«Ah, ma non sembri una scienziata». È una tra le tante affermazioni che si è sentita rivolgere Nicole Ticchi, comunicatrice scientifica, nei suoi anni di ricerca in chimica farmaceutica.
All’inizio della sua carriera, nel 2017, questo l’ha spinta a fondare un progetto a lungo termine per valorizzare l’apporto delle donne alla scienza, svincolando le competenze scientifiche dall’immagine che ogni donna vuole mostrare di sé. Il progetto ha piano piano preso forma, diventando dal 2021 un’associazione strutturata: She is a Scientist. In questi anni, l’associazione ha proposto eventi nelle scuole, nelle università e nelle aziende per creare consapevolezza sui fattori che influenzano l’equità nella scienza e ha tentato di creare una rete di socie che modifichi la narrazione corrente sulla presenza delle donne nella scienza.
Per costruire una scienza più aperta è necessario incentivare una comunicazione costruttiva: «La scelta è stata quella di far vedere il più possibile donne, ragazze, persone di scienza, per uscire dall’iconografia classica dello scienziato e scienziata eroi, necessaria per rappresentare anche aspetti molto più noiosi e quotidiani», spiega Ticchi.
In questo contesto si inseriscono le campagne proposte dall’associazione in occasione della Giornata internazionale delle donne e delle ragazze nella scienza, che cade l’11 febbraio di ogni anno. Per contribuire alla visione di «scienza non vista come un’entità, ma come mezzo che ogni persona può utilizzare per emanciparsi, per crescere, per migliorarsi, e anche per migliorare l’ambiente che ci sta intorno», quest’anno l’associazione ha proposto una campagna in tutto il mese di febbraio. Il direttivo dell’associazione ha puntato a coinvolgere in maniera corale le socie, per favorire la partecipazione e il contributo di tutte le persone all’interno dell’associazione. Il motto scelto, «Science, Humans, Equity», ha un duplice obiettivo: «sensibilizzare all’esterno, formare e creare ancora più coesione all’interno, fornendo strumenti di empowerment personale per le socie».

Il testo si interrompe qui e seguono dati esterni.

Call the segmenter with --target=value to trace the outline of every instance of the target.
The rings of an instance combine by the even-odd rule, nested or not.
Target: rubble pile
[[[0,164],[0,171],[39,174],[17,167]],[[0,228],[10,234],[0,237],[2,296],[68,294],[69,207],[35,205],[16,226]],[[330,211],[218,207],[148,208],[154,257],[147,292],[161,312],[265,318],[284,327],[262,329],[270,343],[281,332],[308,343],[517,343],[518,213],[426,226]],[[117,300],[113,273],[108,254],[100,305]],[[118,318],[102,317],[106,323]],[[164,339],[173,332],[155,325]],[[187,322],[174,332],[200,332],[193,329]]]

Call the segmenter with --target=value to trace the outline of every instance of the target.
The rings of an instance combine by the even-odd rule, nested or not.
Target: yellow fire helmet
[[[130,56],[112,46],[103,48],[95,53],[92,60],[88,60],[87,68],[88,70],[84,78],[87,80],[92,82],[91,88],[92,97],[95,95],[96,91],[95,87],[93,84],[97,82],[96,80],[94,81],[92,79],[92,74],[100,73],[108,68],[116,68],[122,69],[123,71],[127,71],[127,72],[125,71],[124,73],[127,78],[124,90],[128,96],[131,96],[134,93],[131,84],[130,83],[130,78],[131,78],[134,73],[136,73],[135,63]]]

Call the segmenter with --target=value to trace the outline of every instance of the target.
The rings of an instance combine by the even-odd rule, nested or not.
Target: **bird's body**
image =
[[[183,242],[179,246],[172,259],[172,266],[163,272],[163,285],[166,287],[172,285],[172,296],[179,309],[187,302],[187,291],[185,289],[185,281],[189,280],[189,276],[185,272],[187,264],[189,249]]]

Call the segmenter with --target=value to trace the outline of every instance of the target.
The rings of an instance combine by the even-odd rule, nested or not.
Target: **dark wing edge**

Secondo l’Indice delle norme sociali di genere delle Nazioni Unite del 2024, che quantifica i pregiudizi nei confronti delle donne nelle dimensioni politiche, educative, economiche e fisiche, quasi il 90 per cento degli intervistati ha pregiudizi fondamentali nei confronti delle donne. Questo si riversa anche nel mondo della scienza. I dati Focus gender gap 2024 di Alma Laurea mostrano come, nonostante si laureino prima e con voti migliori, le donne faticano a trovare riconoscimento e pari opportunità nel mondo del lavoro e della ricerca.
Per colmare il gender gap non ci si può basare solo sull’uguaglianza numerica: la campagna cerca di dare un’idea di «parità di rappresentazione nelle varie posizioni. È una diversificazione che dovrebbe interessare tutti, perché può portare a una grande quantità di dati, soluzioni e studi offerti dalla scienza».
La campagna è un esercizio di stile per celebrare le differenze, creando comunità scientifiche plurali. Pluralità, intesa come «via di apertura per le conoscenze umanistiche e sociali e come condizione indispensabile per la costruzione non solo di un sapere più ricco e strutturato, ma anche di un apparato di indagine più robusto per non perdere di vista l’obiettivo che dovrebbe avere la scienza: essere una parte integrante della vita di tutte le persone».
Un pensiero che rientra nel concetto di intersezionalità, introdotto circa quarant’anni fa dalla giurista e attivista statunitense Kimberlé Crenshaw per chiarire i contorni dell’oppressione delle donne afroamericane. Questo termine è ora in prima linea nelle discussioni sulla giustizia razziale e sulle politiche identitarie e di genere, e si inserisce in una concezione di scienza che è nelle mani e al servizio delle persone.